FOR IMMEDIATE RELEASE10-06
January 21, 2010
Michael Saucier/Mercedes Padilla/Angel Roman (718) 595-6600
DEP Launches Backflow Prevention Enforcement Initiative
Inspections Ensure That Devices Are Installed Where Needed
The New York City Department of Environmental Protection
(DEP) this week launched a new initiative to ensure more vigorous protection of
the City’s water supply system from properties that fail to install backflow prevention devices. Backflow prevention devices prevent contaminated water or chemicals from flowing back into the public drinking water supply system. Certain types of businesses — such as dry cleaners, auto repair shops, and hospitals — are legally mandated to install and maintain approved backflow preventers.

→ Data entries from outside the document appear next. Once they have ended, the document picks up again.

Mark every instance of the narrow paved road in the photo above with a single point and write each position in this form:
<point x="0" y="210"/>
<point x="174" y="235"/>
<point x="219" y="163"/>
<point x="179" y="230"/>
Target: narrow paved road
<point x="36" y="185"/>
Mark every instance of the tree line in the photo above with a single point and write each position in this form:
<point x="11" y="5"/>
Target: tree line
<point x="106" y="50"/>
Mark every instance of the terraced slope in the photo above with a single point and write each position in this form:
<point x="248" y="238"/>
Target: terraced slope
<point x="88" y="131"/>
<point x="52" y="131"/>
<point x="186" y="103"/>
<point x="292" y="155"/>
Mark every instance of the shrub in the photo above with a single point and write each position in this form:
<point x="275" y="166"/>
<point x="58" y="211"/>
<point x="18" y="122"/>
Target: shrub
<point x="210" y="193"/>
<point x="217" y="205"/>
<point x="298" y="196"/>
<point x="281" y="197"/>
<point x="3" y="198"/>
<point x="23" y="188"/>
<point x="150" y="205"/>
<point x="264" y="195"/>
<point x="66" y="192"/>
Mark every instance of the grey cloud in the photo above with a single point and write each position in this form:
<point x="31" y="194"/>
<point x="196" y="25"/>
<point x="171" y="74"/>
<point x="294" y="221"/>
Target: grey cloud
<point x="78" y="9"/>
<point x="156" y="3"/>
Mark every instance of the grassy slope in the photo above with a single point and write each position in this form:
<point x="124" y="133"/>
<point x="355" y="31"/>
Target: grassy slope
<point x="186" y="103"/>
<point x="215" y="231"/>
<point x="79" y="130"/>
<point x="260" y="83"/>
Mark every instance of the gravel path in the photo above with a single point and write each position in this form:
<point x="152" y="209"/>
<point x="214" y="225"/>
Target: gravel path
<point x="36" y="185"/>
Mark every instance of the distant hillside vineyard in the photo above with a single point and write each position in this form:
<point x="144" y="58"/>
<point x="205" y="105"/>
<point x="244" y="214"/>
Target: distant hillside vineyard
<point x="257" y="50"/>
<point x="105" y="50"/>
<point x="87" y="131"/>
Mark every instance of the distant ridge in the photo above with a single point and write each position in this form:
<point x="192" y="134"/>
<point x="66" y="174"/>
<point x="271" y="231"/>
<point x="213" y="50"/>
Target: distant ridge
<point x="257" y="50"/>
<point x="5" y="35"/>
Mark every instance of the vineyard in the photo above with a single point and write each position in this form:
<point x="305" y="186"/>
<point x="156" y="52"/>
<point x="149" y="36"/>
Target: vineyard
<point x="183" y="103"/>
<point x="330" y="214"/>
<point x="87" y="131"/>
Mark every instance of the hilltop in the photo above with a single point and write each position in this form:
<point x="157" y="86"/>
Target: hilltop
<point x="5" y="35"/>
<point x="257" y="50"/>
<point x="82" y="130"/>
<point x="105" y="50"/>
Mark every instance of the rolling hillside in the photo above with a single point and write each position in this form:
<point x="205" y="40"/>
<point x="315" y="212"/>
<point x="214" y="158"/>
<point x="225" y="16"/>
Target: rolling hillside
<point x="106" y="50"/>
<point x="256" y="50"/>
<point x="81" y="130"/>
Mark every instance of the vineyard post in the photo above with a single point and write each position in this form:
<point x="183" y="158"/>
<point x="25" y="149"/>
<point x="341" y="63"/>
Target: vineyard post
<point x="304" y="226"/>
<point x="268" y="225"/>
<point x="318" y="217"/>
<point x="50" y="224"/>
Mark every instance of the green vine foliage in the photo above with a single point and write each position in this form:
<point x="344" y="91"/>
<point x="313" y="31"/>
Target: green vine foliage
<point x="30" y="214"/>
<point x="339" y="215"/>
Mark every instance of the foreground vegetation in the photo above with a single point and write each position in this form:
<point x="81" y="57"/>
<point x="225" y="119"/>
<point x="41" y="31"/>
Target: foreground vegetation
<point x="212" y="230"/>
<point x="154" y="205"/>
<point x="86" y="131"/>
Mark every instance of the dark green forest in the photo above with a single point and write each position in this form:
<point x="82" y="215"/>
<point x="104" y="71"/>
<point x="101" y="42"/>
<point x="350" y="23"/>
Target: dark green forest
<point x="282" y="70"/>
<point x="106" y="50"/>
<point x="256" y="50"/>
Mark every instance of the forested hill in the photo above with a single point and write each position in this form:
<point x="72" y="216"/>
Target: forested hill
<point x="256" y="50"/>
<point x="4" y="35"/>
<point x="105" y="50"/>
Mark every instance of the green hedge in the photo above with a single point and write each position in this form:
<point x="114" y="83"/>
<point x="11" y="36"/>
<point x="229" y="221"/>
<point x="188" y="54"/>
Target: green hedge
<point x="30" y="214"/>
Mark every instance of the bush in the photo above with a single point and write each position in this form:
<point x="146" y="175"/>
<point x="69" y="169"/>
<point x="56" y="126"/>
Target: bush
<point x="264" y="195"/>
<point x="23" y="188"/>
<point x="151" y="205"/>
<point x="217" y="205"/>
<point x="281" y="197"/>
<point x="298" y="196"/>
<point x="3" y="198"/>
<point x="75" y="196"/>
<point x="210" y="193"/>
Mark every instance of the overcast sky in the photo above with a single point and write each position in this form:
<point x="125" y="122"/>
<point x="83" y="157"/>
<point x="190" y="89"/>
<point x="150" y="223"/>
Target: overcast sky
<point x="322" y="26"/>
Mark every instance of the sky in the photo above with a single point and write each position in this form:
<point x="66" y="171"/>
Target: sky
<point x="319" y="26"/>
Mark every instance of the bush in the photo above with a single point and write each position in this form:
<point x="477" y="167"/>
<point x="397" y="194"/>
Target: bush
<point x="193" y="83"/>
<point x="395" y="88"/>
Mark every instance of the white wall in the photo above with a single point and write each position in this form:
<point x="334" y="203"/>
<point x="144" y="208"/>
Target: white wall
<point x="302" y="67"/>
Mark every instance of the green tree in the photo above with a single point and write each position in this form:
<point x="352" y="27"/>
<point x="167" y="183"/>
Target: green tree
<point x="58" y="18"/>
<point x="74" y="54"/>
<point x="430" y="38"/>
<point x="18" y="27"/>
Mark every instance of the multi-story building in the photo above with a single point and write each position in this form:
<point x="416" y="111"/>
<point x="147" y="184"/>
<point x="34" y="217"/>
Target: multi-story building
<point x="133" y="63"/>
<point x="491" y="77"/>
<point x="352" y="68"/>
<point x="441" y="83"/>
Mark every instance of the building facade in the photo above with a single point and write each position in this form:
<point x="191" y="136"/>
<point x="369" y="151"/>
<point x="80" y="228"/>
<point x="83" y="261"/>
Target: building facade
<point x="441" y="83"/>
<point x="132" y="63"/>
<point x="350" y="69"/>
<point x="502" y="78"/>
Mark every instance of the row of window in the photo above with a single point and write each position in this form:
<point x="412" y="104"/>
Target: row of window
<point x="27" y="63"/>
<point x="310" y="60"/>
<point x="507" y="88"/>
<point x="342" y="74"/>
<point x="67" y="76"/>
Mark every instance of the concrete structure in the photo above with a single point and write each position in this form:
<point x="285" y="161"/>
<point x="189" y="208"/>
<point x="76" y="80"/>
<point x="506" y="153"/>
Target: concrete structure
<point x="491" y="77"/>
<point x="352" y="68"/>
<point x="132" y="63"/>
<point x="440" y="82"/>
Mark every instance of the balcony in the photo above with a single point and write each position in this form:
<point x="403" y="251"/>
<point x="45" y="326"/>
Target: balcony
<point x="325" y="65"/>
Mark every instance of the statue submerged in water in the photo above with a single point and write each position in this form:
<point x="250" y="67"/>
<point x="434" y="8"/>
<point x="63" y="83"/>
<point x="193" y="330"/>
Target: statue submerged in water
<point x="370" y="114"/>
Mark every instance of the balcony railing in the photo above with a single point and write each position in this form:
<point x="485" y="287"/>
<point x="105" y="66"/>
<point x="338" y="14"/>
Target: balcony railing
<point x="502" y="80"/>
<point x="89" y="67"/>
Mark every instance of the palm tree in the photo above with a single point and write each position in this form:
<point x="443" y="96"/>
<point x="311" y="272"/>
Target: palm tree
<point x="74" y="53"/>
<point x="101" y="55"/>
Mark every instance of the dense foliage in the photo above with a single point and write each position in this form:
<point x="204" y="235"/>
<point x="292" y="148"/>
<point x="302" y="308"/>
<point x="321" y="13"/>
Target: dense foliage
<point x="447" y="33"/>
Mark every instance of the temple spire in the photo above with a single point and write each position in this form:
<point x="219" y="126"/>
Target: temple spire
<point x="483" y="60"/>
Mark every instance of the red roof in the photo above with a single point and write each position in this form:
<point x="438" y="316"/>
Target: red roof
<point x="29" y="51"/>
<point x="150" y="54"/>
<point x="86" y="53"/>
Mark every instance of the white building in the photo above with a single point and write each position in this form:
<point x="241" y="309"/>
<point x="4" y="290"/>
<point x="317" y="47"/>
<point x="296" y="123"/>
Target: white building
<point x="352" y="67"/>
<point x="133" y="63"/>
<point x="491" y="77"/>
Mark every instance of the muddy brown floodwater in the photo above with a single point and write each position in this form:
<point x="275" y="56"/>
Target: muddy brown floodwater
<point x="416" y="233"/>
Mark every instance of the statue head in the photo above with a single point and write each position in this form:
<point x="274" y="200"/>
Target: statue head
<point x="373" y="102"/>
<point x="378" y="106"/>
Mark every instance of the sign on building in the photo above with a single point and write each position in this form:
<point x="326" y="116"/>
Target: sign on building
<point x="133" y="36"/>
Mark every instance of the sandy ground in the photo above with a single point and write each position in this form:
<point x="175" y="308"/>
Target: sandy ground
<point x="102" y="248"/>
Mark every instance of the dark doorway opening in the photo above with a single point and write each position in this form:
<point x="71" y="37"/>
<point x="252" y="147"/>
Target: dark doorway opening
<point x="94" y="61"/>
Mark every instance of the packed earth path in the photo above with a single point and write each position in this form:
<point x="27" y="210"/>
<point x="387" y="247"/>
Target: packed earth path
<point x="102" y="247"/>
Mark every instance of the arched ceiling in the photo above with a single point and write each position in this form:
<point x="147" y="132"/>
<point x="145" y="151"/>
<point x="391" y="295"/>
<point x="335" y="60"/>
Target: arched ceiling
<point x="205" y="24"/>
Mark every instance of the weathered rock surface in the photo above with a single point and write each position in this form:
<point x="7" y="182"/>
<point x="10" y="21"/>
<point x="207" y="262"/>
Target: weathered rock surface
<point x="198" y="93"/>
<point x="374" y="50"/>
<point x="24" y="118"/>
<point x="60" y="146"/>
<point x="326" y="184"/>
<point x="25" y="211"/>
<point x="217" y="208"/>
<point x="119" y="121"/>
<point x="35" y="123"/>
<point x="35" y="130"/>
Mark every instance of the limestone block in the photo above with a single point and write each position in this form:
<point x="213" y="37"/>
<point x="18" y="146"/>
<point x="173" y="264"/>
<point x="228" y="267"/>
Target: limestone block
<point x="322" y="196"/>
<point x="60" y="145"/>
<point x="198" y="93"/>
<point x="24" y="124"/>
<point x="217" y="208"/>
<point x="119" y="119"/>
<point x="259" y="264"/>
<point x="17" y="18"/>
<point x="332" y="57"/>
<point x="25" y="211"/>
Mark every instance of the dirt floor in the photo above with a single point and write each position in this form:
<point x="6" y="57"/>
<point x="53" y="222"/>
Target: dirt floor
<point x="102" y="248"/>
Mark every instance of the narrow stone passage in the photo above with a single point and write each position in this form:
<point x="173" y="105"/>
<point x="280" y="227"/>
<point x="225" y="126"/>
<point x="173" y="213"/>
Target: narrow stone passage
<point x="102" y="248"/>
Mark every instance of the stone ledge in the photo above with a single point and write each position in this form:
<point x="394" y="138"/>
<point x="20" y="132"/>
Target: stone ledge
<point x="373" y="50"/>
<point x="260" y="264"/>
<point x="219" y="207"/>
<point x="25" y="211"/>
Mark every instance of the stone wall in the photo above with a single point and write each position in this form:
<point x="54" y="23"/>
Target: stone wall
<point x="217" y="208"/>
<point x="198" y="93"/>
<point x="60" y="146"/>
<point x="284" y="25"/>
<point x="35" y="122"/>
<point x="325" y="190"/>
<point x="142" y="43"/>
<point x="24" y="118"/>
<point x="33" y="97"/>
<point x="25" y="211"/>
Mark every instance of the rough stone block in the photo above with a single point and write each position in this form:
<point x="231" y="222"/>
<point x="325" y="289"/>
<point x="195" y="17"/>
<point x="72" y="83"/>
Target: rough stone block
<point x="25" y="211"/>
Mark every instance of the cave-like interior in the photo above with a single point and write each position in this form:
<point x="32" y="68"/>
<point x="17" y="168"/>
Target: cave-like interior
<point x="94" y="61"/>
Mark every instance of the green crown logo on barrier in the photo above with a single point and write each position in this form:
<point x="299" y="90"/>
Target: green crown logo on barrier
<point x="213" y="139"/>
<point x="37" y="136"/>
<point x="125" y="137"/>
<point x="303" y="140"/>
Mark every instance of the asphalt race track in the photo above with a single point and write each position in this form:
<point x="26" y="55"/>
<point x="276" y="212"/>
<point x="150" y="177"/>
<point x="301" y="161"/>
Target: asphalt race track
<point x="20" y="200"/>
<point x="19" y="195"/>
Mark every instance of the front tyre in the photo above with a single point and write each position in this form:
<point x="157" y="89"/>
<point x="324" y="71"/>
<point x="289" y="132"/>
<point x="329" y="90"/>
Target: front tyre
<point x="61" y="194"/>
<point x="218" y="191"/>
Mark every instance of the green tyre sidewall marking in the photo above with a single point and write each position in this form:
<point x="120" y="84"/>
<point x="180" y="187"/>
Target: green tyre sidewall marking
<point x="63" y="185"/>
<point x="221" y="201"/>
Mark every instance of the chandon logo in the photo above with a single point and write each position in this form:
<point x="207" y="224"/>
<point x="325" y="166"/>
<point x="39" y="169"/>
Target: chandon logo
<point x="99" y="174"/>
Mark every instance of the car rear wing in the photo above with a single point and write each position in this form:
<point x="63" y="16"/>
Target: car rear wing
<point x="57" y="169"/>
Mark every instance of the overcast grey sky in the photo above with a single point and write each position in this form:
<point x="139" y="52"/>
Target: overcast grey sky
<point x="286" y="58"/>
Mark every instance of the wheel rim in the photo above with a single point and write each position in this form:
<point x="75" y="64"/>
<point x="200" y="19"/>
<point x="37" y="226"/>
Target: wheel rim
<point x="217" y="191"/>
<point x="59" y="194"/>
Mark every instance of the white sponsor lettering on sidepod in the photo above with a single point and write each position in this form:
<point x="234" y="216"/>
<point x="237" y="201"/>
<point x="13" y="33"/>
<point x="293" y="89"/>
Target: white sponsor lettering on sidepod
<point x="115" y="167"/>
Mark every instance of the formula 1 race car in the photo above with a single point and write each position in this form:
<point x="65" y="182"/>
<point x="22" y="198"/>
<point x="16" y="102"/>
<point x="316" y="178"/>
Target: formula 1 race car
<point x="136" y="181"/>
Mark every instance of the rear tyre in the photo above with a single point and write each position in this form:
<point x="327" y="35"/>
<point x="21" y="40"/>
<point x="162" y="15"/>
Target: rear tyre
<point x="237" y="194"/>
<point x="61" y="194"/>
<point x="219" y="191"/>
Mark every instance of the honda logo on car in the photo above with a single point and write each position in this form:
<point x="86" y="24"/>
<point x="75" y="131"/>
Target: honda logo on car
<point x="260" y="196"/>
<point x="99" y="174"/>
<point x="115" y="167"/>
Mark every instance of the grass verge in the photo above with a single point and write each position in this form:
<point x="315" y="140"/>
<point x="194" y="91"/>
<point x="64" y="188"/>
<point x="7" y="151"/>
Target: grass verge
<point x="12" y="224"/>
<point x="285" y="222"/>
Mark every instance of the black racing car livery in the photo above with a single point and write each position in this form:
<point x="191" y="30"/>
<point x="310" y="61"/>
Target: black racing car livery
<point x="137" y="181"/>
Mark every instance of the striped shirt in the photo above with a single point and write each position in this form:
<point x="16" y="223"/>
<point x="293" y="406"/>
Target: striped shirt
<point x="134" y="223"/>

"Our top priority is to protect the quality of the best drinking water in the country. That’s why we perform 1,200 tests daily and 420,000 every year," said Environmental Protection Commissioner Cas Holloway. "Backflow devices must be installed and operated properly where they are required. This robust inspection and enforcement initiative will help us to prevent contamination before it happens."
"The Council and the Bloomberg Administration have collaborated on many occasions on initiatives to protect the City’s drinking water and this is just one more example of that successful cooperation. I applaud the DEP for their prompt and comprehensive response to this threat to our drinking water," said Council Member James F. Gennaro, chair of the Environmental Protection Committee.
Under a $595,000 one-year contract, AG Consulting
Engineers will augment DEP in-house resources and perform inspections to
eliminate a backlog of approximately 10,000 properties. Investigators have begun
going door-to-door to perform plumbing assessments to determine whether a
property needs a backflow prevention device. To date, approximately 50 percent
of properties inspected by DEP staff have required installation of backflow
prevention devices. If a device is needed, the property owner will need to retain an engineer or architect to design plans. When the plans are reviewed and approved, the device must be installed by a licensed plumber. If a device is not installed on a property where it is needed, a Commissioner’s Order or a violation of up to $2,000 can be issued.
DEP manages the City’s water supply, providing more than
1 billion gallons of water each day to more than 9 million residents. New York
City’s water is delivered from a watershed that extends more than 125 miles from
the City, and comprises 19 reservoirs, and three controlled lakes. Approximately
7,000 miles of water mains, tunnels and aqueducts bring water to homes and
businesses throughout the five boroughs, and 7,400 miles of sewer lines take
wastewater to 14 in-City treatment plants.